In teaching students about proofs and their development, it helps to be able to demonstrate principles and strategies for developing proofs. Here are several useful ones that appear in A Logical Approach. They are perhaps obvious to the mature mathematician or computer scientist. However, to students they are not. Mathematicians and computer scientists have, in general, not discussed such principles and strategies, and that is one reason students have previously had trouble developing proofs.

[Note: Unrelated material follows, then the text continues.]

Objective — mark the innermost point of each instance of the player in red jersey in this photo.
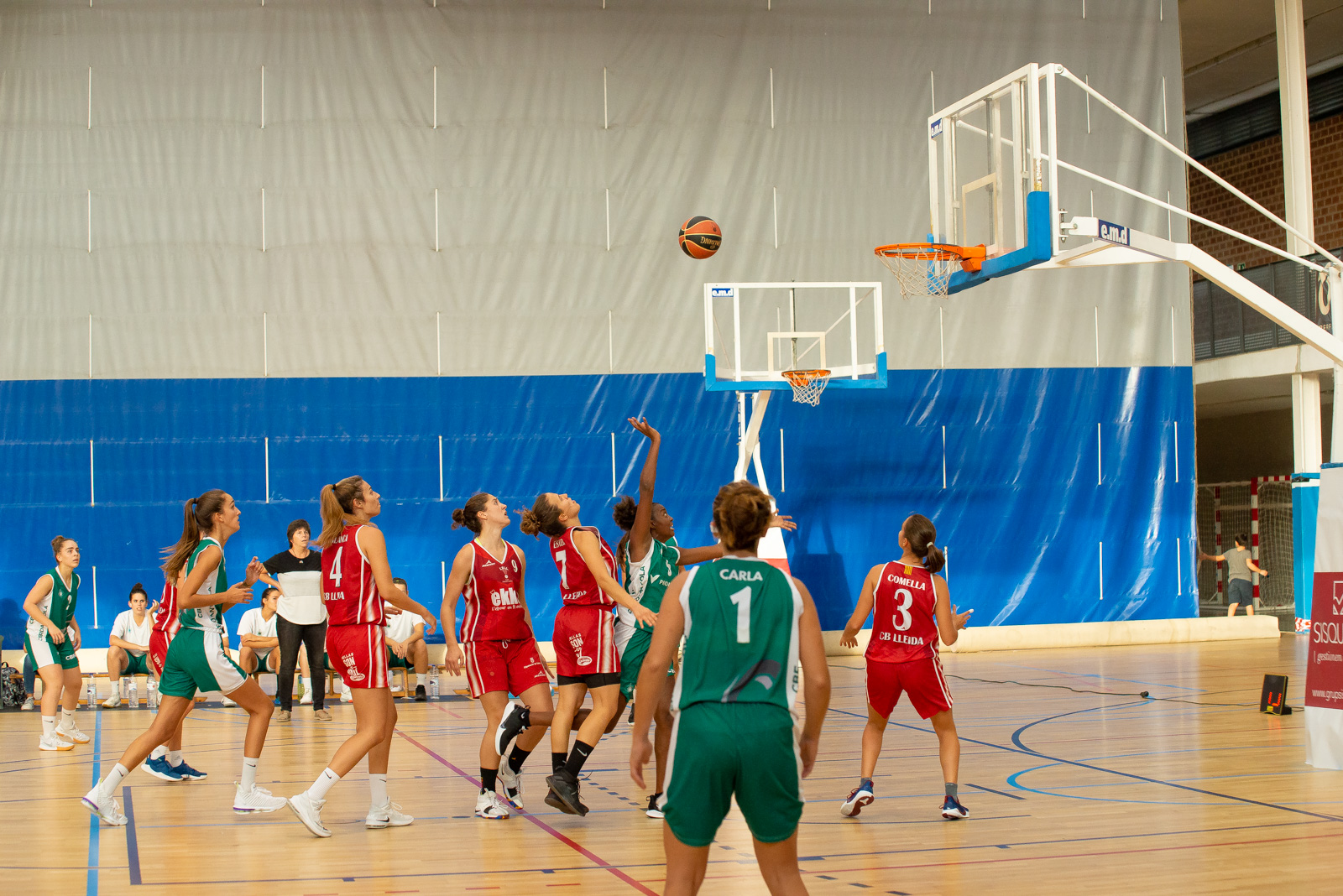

• Heuristic. To prove P == Q, transform P == Q to a known theorem, transform P to Q, or transform Q to P.
  
  
• Heuristic. The operators that appear in an expression and the shape of its subexpressions focus the choice of theorems to be used in manipulating it. Therefore, in developing the next step of a proof, identify applicable theorems by matching theorems with the structure of the subexpressions of the current expression.
  
  
• Heuristic of Operator Elimination (fold/unfold). To prove a theorem about an operator, first eliminate the operator using its definition, then manipulate, and finally reintroduce the operator (if necessary).
  
  
• Heuristic. To prove P == Q, transform the side with the most structure (either P or Q) into the other.
  
  
• Principle. Structure proofs to minimize the number of rabbits pulled out of a hat --make each step seem obvious, based on the structure of the expression and the goal of manipulation.
  
  
• Principle. Lemmas can provide structure, bring to light interesting facts, and ultimately shorten a proof.
  
  
• Heuristic. Exploit the ability to parse theorems like Golden rule, p & q == p == q == p | q, in many different ways (using associativity and symmetry transparently).